SEBI penalizes 10 entities for diverting IPO proceeds in Birla Pacific Medspa case

The order comes after SEBI examined the initial public offering of Birla Pacific Medspa Ltd (BPML) for the period July 7 to 15, 2011.

The order comes after SEBI examined the initial public offering of Birla Pacific Medspa Ltd (BPML) for the period July 7 to 15, 2011.

Capital markets regulator SEBI has fined 10 entities, including Birla Pacific Medspa and Yashovardhan Birla, a total of ₹3.42 crore for violating listing agreements as well as diverting proceeds from the initial public offer of Birla Pacific Medspa Ltd.

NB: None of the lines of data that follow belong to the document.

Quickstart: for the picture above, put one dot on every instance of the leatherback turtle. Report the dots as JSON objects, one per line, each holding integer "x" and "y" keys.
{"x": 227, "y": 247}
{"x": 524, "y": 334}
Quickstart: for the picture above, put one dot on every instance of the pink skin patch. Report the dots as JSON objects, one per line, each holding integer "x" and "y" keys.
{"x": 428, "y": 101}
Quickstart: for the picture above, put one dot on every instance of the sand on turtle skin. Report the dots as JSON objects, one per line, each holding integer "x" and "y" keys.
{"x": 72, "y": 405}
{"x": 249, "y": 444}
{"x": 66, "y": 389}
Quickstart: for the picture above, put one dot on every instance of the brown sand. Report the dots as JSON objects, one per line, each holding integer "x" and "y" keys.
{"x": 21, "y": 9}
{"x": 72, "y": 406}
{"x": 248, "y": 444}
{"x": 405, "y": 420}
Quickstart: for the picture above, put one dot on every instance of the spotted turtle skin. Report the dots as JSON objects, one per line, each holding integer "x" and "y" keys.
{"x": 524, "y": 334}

The regulator imposed a fine of ₹1.07 crore on Birla Pacific Medspa Ltd, ₹32 lakh on Abhijit Desai, ₹26 lakh on PVR Murthy and ₹25 lakh each on Yashovardhan Birla, Venkateshwarlu Nilabhotla, Mohandas Adige, Anoj Menon, Rajesh Shah, Upkar . Singh Kohli and Tushar Dey.

The order comes after SEBI examined the preliminary public offer of Birla Pacific Medspa Ltd (BPML) for the period 7 to 15 July, 2011.

BPML shares were listed on BSE on 7 July 2011, when the IPO was open for subscription from 20-23 June 2011.

SEBI, in an order dated September 28, said sharp volatility was observed in the share price on the day of listing, which closed at ₹25.35, which was 154% higher than the issue price of ₹10 per share.

BPML received an IPO of ₹65.17 crore, however, the money received in the IPO was not used to set up 55 ‘developed’ healthcare clinics across India as stated in the prospectus by the firm and cost ₹34.91 crore. The amount was Really taken away by the company.

It has also been observed that out of the balance amount of IPO, an amount of Rs 31.54 crore was given as Inter Corporate Deposit (ICD) to various group companies, out of which Rs 18.54 crore was not refunded by the said companies. BPML.

Further, BPML also did not receive interest of ` 6.39 crore from the said companies.

The regulator also held that BPML, Desai and Murthy, as signatories to the quarterly filings to the stock exchange and the company, did not correctly depict the difference between the estimated use of funds made by it and the actual utilization of funds in the prospectus. did.

Therefore, BPML, Desai and Murthy violated the provisions of the SCRA (Securities Contract and Regulation Act) Rules.

It was also observed that BPML had funded certain entities, which were used to support the price of scrips on the day of listing, thereby violating the PFUTP (Prohibition of Fraudulent and Unfair Trade Practices) norms.

Further, BPML has not disclosed any deviations in utilization of IPO proceeds along with its financial results to the stock exchanges and the filing of financial results was signed by Murthy on behalf of the company, thereby violating the listing agreements under SCRA. happened. ,

Accordingly, the market watchdog imposed a fine of ₹2 lakh on BPML.

However, this penalty will be subject to the outcome of the SEBI appeal pending before the Supreme Court. Section 23E in SCRA deals with the conditions of listing.

Meanwhile, in a separate order, SEBI imposed a total fine of Rs 71 lakh on 35 entities for violating market norms in the case of First Financial Services Ltd.

The order came after SEBI examined trading and dealing in shares of First Financial Services Ltd and noticed unusual fluctuations in share price and trading volume on BSE during the period May 2012 to March 2014.